September 1814
Horace Taylor Pratt’s carriage pulled slowly away from his house on Pemberton Hill and headed down Court Street. It was midnight. Except for the saloons and taverns still throbbing with life, the city was still. An early autumn chilled the air. A layer of clouds swallowed the moon and promised rain before morning.
From her bedroom window, Abigail Pratt Bentley watched the carriage swing through a pool of light beneath a street lamp and turn south onto Tremont Street. For three nights, her father, her nephew, and Wilson, the family’s footman, had been leaving the house—an hour later each night—and not returning until daybreak. Each morning, her father had become more nervous and irascible.

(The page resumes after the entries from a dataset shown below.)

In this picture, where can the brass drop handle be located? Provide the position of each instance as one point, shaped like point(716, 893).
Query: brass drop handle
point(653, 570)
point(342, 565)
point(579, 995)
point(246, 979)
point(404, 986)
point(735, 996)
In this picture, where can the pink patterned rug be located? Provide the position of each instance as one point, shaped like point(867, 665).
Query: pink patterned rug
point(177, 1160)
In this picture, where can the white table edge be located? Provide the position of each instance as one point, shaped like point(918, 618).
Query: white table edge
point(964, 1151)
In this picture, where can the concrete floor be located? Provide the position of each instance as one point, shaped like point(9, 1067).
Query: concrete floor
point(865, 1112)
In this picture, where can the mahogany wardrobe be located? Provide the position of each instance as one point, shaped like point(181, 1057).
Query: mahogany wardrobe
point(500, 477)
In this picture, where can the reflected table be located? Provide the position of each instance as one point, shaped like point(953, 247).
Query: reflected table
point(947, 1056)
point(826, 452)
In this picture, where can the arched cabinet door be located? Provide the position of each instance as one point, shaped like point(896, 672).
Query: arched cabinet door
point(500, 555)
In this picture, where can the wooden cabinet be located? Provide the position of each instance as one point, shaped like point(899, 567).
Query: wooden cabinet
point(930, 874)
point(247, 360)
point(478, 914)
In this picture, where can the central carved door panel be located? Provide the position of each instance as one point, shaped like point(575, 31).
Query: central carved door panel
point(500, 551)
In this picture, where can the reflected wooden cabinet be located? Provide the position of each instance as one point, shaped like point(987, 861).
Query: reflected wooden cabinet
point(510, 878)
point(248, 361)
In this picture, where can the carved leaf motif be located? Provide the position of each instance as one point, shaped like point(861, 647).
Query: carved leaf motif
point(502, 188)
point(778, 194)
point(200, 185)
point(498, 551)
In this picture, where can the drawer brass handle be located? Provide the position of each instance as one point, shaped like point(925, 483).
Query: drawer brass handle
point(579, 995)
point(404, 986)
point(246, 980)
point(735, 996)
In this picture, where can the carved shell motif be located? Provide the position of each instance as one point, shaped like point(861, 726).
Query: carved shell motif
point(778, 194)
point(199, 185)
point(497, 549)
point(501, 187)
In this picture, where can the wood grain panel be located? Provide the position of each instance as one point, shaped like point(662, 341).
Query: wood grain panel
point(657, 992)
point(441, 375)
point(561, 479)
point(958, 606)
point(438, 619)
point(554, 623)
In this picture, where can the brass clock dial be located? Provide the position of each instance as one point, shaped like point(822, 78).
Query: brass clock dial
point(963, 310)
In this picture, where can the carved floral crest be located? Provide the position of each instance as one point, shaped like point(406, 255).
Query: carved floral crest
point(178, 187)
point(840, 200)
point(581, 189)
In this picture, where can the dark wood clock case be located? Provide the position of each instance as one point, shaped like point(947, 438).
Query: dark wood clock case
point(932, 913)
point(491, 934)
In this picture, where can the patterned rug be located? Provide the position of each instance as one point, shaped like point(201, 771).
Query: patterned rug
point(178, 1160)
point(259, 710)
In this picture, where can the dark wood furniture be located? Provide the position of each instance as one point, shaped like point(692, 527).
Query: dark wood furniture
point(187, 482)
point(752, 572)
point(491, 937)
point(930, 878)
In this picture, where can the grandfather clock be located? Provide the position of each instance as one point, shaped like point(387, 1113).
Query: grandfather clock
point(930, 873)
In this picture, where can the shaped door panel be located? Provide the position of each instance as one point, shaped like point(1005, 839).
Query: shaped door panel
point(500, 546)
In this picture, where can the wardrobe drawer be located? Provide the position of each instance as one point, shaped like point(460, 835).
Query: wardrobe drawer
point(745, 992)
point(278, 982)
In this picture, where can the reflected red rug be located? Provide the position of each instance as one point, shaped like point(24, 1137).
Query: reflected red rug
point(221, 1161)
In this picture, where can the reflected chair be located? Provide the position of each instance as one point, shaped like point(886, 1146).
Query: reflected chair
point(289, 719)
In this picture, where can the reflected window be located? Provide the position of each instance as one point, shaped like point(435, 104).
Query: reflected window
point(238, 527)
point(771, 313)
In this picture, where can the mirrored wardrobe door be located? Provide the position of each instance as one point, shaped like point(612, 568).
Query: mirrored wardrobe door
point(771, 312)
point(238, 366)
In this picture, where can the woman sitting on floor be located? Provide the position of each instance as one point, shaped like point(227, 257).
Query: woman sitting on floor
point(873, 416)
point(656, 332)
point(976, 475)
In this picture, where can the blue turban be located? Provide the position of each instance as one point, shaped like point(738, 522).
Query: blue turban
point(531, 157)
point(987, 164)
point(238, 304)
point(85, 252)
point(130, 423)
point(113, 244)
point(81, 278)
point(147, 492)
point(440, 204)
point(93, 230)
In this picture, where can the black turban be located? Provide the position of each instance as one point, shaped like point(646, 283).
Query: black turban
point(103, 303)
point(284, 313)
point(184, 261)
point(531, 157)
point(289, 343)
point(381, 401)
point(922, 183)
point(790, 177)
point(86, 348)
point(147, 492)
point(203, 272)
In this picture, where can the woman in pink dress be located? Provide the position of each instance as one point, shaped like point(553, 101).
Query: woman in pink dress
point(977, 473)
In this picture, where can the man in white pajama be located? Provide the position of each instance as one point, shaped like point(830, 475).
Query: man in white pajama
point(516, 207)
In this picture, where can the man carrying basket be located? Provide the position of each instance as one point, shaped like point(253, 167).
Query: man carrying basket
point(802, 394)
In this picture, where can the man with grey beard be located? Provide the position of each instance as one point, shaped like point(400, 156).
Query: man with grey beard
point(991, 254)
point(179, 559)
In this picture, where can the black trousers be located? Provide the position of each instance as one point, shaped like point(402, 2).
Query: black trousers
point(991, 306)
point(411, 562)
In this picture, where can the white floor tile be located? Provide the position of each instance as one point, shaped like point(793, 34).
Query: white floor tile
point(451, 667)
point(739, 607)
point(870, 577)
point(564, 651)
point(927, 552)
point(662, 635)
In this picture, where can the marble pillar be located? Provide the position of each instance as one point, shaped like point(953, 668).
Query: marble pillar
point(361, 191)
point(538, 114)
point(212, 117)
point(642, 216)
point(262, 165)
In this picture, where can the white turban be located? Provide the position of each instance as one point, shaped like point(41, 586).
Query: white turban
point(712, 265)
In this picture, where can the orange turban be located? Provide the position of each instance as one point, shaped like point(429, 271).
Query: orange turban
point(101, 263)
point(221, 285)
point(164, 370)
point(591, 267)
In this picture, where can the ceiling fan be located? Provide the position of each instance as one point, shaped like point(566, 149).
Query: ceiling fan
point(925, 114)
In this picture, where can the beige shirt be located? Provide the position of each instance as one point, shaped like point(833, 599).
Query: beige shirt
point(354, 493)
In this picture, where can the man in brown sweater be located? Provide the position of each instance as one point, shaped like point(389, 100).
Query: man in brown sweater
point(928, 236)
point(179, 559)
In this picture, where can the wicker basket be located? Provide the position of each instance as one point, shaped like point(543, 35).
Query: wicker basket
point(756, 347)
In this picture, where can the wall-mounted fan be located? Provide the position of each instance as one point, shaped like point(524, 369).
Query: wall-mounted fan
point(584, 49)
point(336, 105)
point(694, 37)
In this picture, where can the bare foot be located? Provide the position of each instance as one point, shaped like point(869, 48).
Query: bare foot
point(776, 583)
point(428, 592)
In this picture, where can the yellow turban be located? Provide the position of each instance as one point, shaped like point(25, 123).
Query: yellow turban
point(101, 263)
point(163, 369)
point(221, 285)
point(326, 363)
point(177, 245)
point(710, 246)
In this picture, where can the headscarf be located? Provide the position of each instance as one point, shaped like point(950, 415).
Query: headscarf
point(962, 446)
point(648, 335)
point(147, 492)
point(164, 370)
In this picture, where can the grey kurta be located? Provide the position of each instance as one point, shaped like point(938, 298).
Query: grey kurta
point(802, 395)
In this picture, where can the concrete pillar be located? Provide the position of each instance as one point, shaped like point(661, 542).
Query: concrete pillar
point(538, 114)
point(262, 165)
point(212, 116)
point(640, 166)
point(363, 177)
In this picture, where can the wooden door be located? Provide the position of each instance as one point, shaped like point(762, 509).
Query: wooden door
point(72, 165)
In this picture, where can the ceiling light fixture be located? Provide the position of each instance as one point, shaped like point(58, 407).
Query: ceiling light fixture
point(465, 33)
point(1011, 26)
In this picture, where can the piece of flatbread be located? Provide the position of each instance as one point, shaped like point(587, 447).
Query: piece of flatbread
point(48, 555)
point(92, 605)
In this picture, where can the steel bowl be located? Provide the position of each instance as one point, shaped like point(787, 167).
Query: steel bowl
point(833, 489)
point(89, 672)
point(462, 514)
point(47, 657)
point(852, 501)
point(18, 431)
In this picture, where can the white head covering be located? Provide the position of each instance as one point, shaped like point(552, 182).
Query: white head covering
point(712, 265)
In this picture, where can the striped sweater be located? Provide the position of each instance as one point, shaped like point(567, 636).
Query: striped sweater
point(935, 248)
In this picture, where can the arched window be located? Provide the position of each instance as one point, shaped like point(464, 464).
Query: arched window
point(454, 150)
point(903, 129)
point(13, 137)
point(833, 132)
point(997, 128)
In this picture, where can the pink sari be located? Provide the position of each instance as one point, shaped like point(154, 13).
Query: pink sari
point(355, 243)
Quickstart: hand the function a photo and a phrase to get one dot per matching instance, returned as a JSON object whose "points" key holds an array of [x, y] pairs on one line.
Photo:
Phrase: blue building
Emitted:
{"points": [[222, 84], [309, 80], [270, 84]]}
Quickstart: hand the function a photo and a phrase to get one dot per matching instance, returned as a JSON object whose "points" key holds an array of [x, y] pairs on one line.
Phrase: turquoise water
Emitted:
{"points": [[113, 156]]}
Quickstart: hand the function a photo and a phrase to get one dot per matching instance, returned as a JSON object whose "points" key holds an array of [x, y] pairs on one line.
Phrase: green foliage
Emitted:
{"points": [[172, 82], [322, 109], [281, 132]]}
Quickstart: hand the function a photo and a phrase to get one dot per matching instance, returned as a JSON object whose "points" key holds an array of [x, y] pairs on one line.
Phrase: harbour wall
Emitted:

When she asked him the nature of his nocturnal travels, he told her that he and the boy were fishing the night tides. She laughed and asked him playfully if a one-armed man could bait a hook. He left the room without answering.
She sat on the edge of the bed and wondered if she should follow the carriage. Unlike most young Boston women, she rode well and kept a horse for her weekend gallops into the countryside. She could easily trail the carriage and find out where they were going. She knew that her father was unpredictable, and he had become increasingly volatile as the war quickened his advance into old age. Now that she was mistress of his house, it was her duty to know that he was not endangering his grandson or himself.
She removed her robe and began to dress. Her body was lithe and athletic, with firm, muscular legs and breasts that turned up petulantly, like pouting children. She was proud of her body. Most women of her age and class had already begun to slide away from youth. They ate too much, bore too many children, and never exercised, a practice considered most unladylike. Or they ate too little and spent their day playing the spinet while waiting for their husbands to come home. Abigail Pratt Bentley had waited for one husband who went to sea. She would not wait for another, and she would not see her body grow old before its time.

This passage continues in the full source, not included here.